Entrepreneur, businesswomen and socialite

Yara Salman (يارا سلمان; born 16 August 1994) is a Bahraini businesswoman who started her business career by taking over the running of the food franchise Burger Land from her father at 17 years old. She then went on to found several beauty, hospitality, and entertainment enterprises. She is the first person to introduce cryotherapy to Bahrain, and in 2016 was the Bahrain Businesswomen's Society's Entrepreneur of the Year.

== Education ==
Born on 16 August 1994 to Jamil Ali Salman, a businessman, founder and president of the Jas Group, and Dr. Hala Al-Sayed, a dental consultant, Salman studied at St. Christopher's School in Bahrain before going on to receive her BA from University College of Bahrain with a degree in Public Relations. She then graduated with a Master of Business Administration degree from RCSI Bahrain.

== Career ==
In 2016, she consolidated her enterprises under the Jameel Salman Group to run all of her restaurants, real estate agencies, entertainment venues, and medical and beauty businesses.

===Beauty salon===
In 2012, Salman opened 'Yara Beauty Salon', a luxury beauty salon in Amwaj Islands in northern Bahrain. The salon beauty treatments include Moroccan baths, a solarium and cryo suites. Salman was the first to introduce cryotherapy to Bahrain to treat minor tissue damage and which is said to be "effective in cellulite reduction and calorie-burning".

===Medical centre===
In 2016, Salman established 'Hospitalia by Yara', a cosmetic medical centre that offers beauty and health services, where she is CEO. The centre has hyperbaric oxygen therapy as a part of their health tourism. In 2016, she introduced the region's first robotic pharmacy, 'Pharmacia by Yara', which operates as a service from 'Hospitalia by Yara'. In 2021, a second branch of 'Hospitalia' opened in Riffa. Her medical centre is not just for cosmetic medicine, but also dentistry and dermatological diseases.
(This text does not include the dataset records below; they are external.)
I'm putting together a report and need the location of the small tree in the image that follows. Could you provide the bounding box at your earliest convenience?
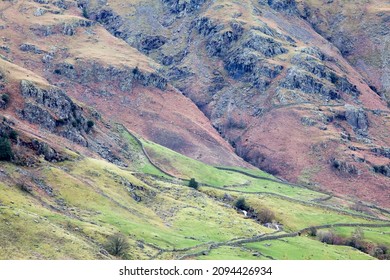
[105,233,130,257]
[0,137,13,161]
[83,6,89,18]
[258,208,275,224]
[9,129,18,140]
[234,197,250,211]
[309,227,317,236]
[188,178,199,190]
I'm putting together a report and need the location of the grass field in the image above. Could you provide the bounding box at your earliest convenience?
[0,136,390,260]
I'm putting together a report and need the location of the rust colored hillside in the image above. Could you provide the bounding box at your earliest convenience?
[0,0,390,207]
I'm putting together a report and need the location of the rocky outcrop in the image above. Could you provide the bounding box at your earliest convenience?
[374,164,390,177]
[54,61,167,91]
[30,19,94,37]
[259,0,297,13]
[140,36,167,52]
[282,67,340,99]
[330,158,360,175]
[371,147,390,158]
[206,22,244,57]
[31,139,64,162]
[19,43,43,54]
[345,105,368,135]
[244,30,288,57]
[162,0,206,14]
[91,9,123,37]
[19,80,89,146]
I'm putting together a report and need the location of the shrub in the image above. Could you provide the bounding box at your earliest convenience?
[188,178,199,190]
[309,227,317,236]
[18,182,33,193]
[105,233,130,257]
[234,197,250,211]
[9,129,18,140]
[1,93,10,106]
[258,208,275,224]
[87,120,95,128]
[0,137,13,161]
[346,228,365,251]
[317,231,336,244]
[83,6,89,18]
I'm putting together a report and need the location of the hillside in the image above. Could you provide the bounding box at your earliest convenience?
[0,0,390,260]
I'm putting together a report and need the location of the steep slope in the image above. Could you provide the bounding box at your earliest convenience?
[79,0,390,207]
[297,1,390,100]
[1,1,245,165]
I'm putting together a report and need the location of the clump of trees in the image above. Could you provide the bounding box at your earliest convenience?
[105,233,130,258]
[234,197,276,224]
[316,228,390,260]
[257,208,275,224]
[234,197,250,211]
[188,178,199,190]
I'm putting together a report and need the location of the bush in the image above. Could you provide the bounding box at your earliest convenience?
[18,182,33,193]
[83,6,89,18]
[0,137,13,161]
[317,231,336,245]
[345,228,365,251]
[105,233,130,257]
[188,178,199,190]
[87,120,95,128]
[309,227,317,236]
[9,129,18,140]
[234,197,250,211]
[258,208,275,224]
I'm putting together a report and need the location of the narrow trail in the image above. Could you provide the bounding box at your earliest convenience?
[121,126,389,222]
[178,223,390,260]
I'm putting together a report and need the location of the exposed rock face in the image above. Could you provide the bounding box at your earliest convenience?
[374,164,390,177]
[91,9,122,36]
[162,0,206,14]
[54,61,167,91]
[259,0,296,13]
[30,19,94,37]
[331,158,359,175]
[31,139,64,162]
[19,80,88,146]
[371,147,390,158]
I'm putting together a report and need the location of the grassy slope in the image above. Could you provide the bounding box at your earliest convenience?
[247,237,373,260]
[0,132,389,259]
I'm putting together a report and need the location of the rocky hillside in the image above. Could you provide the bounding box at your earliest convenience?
[64,0,389,206]
[1,0,390,206]
[0,0,390,259]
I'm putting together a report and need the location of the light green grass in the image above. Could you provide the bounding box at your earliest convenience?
[334,227,390,248]
[118,125,170,178]
[142,140,250,187]
[196,246,267,260]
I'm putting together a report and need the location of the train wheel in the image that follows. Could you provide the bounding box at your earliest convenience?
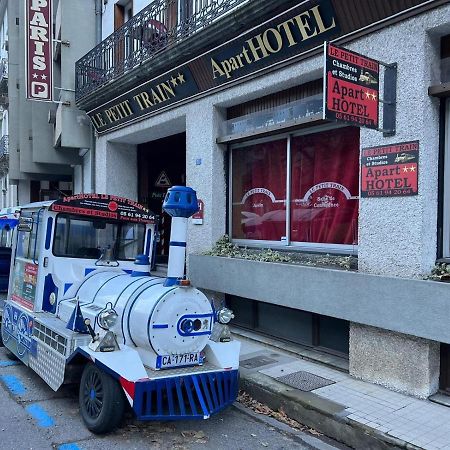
[79,363,125,434]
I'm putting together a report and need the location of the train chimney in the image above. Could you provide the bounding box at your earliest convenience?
[163,186,198,286]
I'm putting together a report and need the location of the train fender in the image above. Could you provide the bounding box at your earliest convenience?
[67,345,148,406]
[203,340,241,370]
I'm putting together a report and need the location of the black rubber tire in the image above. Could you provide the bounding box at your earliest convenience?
[78,363,125,434]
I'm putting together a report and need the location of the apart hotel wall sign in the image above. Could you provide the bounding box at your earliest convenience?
[88,0,340,133]
[324,44,380,129]
[361,141,419,197]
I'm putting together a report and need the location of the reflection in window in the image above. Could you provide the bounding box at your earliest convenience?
[53,215,145,260]
[291,127,359,244]
[231,127,359,245]
[232,139,287,241]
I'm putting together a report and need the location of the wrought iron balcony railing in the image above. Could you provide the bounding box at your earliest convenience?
[0,58,8,83]
[0,134,9,174]
[0,134,9,159]
[75,0,249,100]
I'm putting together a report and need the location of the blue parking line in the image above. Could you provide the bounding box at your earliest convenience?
[0,360,20,367]
[58,443,81,450]
[25,403,55,428]
[0,375,26,395]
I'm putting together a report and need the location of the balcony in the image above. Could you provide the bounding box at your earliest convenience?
[75,0,289,109]
[0,58,8,94]
[0,134,9,174]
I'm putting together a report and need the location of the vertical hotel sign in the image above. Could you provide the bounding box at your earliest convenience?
[25,0,53,102]
[324,43,379,129]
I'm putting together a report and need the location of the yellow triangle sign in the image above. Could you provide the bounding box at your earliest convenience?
[155,170,172,187]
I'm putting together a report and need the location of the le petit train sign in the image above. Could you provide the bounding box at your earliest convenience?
[361,141,419,197]
[87,0,340,134]
[324,44,380,129]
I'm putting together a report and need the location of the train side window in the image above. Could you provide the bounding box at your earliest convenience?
[117,223,145,260]
[53,215,145,260]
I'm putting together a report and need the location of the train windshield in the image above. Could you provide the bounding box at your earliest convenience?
[53,214,145,260]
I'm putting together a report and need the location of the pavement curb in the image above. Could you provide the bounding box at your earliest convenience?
[240,370,420,450]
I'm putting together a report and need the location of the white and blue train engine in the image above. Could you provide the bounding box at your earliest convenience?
[2,186,240,433]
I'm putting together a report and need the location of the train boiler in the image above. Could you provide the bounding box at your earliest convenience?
[2,186,240,433]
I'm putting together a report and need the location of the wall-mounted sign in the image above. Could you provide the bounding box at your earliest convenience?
[83,0,340,133]
[25,0,53,102]
[324,43,379,129]
[155,170,172,188]
[49,194,155,223]
[361,141,419,197]
[192,199,205,225]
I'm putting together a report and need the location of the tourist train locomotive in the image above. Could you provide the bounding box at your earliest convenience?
[2,187,240,433]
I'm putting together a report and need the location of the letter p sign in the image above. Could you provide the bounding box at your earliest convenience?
[31,81,49,100]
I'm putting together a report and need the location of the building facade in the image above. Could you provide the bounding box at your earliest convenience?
[76,0,450,397]
[0,0,96,207]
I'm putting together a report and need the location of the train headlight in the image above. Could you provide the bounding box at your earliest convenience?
[217,308,234,325]
[98,309,119,330]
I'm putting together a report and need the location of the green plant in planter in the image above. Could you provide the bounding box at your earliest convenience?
[424,263,450,281]
[204,235,292,262]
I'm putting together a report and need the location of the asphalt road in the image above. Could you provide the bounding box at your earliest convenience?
[0,347,344,450]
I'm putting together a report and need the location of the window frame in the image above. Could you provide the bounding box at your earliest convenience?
[52,213,147,262]
[227,123,358,256]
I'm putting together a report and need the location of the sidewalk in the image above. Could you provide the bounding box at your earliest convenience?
[236,336,450,450]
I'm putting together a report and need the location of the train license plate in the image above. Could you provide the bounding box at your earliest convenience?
[156,352,203,369]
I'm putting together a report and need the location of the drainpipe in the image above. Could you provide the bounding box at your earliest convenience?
[91,0,103,192]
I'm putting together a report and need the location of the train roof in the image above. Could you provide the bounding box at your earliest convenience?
[18,193,156,223]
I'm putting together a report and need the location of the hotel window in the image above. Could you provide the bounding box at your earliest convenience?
[230,127,359,252]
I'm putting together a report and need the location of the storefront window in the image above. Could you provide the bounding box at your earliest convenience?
[231,127,359,250]
[232,139,287,241]
[291,127,359,245]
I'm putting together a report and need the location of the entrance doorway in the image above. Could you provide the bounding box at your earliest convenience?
[138,133,186,264]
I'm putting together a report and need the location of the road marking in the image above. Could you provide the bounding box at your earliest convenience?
[25,403,55,428]
[58,443,81,450]
[0,361,20,367]
[0,375,26,395]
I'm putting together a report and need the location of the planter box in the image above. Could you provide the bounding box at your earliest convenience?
[189,255,450,343]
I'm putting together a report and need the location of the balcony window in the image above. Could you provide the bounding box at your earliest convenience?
[230,127,359,252]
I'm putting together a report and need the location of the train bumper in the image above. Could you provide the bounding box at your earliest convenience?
[133,370,239,420]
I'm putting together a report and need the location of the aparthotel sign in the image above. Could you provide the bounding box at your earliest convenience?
[88,0,340,133]
[25,0,53,102]
[323,44,380,129]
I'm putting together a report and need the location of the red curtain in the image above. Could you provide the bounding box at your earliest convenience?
[291,127,359,244]
[232,139,287,241]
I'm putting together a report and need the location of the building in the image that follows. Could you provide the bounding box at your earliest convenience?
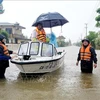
[0,22,29,43]
[57,35,66,42]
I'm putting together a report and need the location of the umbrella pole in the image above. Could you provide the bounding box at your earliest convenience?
[61,26,62,33]
[50,28,52,33]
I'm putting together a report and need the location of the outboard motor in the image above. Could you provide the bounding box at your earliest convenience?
[23,55,31,60]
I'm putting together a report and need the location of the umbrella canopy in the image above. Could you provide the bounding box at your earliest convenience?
[32,12,68,28]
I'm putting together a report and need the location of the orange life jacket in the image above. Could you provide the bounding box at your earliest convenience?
[0,43,9,56]
[80,45,91,61]
[36,28,46,42]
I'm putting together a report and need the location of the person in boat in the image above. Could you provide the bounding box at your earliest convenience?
[31,23,46,42]
[76,39,97,73]
[0,34,14,78]
[49,32,58,47]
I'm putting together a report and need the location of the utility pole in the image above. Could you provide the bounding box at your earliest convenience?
[85,23,87,36]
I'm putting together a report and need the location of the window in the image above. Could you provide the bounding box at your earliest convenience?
[18,43,28,56]
[41,43,53,57]
[6,28,12,34]
[30,42,39,55]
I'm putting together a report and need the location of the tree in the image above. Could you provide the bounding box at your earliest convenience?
[86,31,98,48]
[0,30,9,43]
[95,8,100,27]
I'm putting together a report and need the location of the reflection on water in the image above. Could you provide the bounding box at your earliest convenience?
[0,46,100,100]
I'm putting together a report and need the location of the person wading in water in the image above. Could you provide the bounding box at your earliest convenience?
[76,39,97,73]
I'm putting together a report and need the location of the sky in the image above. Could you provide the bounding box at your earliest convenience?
[0,0,100,43]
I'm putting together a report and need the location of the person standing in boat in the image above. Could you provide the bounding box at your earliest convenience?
[0,34,14,78]
[76,39,97,73]
[31,23,46,42]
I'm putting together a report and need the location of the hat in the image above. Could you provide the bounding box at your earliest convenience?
[0,34,5,41]
[82,39,90,43]
[36,22,43,26]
===Entertainment complex===
Alongside her brother, Mohamed Salman, she is joint CEO of MJ's Bowling Lounge, an entertainment complex, which was opened by the rapper Omarion. Salman announced the opening of the complex in January 2016 and additional features including a 5 star restaurant, a coffee shop, and a karaoke venue.

===Restaurants===
At 17 Salman began to help her father as his assistant, she started running her father's fast food restaurant business, Burger Land, soon after graduation. In 2019 she made changes to the restaurant chain opening new locations and changing to a healthier menu. Four new Burger Land locations were opened in the following year and a restaurant was opened in Busaiteen. This restaurant was her father's idea and they removed meat from the menu and included vegan options that were representative of traditional foods in the Gulf countries, Pakistani cuisine and spicy foods.

== Awards ==
In 2016, Yara Salman was awarded the 2016 Entrepreneur of the Year award by the Bahrain Businesswomen's Society.